Vahiy her toplumun diliyle onlara hitap eder. Aynı zamanda muhatap aldığı insan topluluklarının içinde bulunduğu toplumsal, kültürel ve siyasal algıyı da dikkate alır. Yani bizatihi hayatın içinden bir muhatabiyet arar ve mesajını iletir. Ancak bu mesaj öyle alelade bir mesaj değildir. İçinde derin bir tefekkürü ve yeniden inşayı barındırır. Bu mesaj öyle derin bir ihtivaya sahiptir ki onu dinleyenler günlük dilin sınırları içinde kelimelere giydirilmiş yeni bir hayatiyet bulurlar. Vahiy indiği topluma ait dilin imkânlarını öyle mükemmel bir insicamla kullanır ki onu dinleyenler adeta yeniden kendi farkına varır. Vahiy dil ile yani; günlük olarak kullanılan kelimelerle çok basit ve anlaşılır bir araçla insana seslenir ve ona yeni bakışlar sunar.
Görünürde sıradan bir olaymış gibi görünen bu olay esasında işin tam da merkezine (insanın kurduğu ve savunusunu kutsal bir dille yapmaya çalıştığı beşeri sistemlere) dönük bir yıkımı da ifade eder. Yerleşik olan yargıları ve sembolik formları yıkıma uğratır. Ve bu sayede günlük olarak kullanılan dil kuşatılmışlık formundan çıkarak yeni bir algı biçimine ve eylemsellik boyutuna ulaşır ve toplumu yeniden kurar. Bundan dolayı dil yeniden yapılanmanın temel koşullarından biri olarak kabul edilir. Bu kural neredeyse hiç değişmemiştir. Modern zamanlara geldiğimizde de kurulan her ulus devlet yeni bir dil politikasıyla kendi toplumsal algısını yeniden şekillendirmiş ve dil üzerinden yeni kimlikler inşa etmiştir. Çünkü dil sahip olduğu dinamizm ile kavramlar üzerinden insanın dünyasını değiştirebilecek bir zenginliğe ve kuşatıcılığa sahiptir. Bu sayede de hayatın yönünü ve istikametini yani; kıblesini belirleyecek derin anlamlar ihtiva etmektedir.
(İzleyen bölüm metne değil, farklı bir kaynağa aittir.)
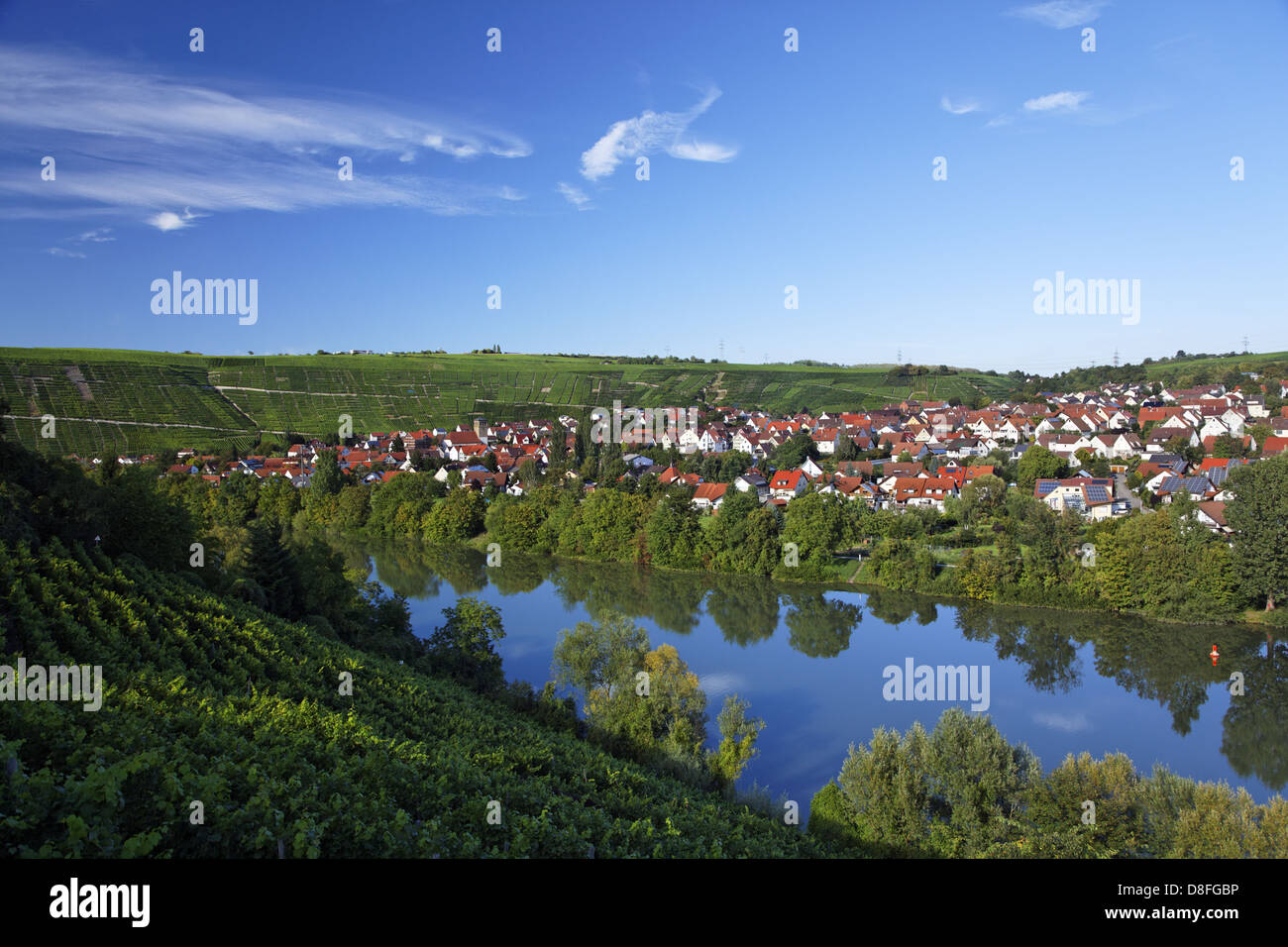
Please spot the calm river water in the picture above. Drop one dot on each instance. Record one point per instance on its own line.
(811, 663)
Bir yönüyle hem olumlu hem de olumsuz sayılabilecek dilin bu boyutu çoğu zaman biz farkında olmadan bizi kendi içine de hapseder. Çünkü dil merkezileştiği oranda yani bir coğrafyaya ve kültüre ait kılınıp etkileşimden uzak kılındığı andan itibaren kapalı bir havza içinde kendini tekrar eder ve donuklaşır ve sonrasında da tükenip biter. Bu hem kelime dağarcığı açısından hem de anlam ve algı sınırları açısından böyledir. Dolayısıyla da sonraki zamanlara hitap etmesi zorlaşır.
Madem bu böyledir o zaman geçmişin, sınırlarına hapsetmeye çalıştığımız dili özgür kılmanın zamanı gelmiştir. Fakat bu özgür kılma çabası sadece lafı evirip çevirmek cihetinden olmamalı yani; dil oyunlarına dönüşmemelidir. Kullandığımız dil vahyin diline dönüşerek bize tekrardan hayat veren bir niteliğe kavuşturulmalıdır.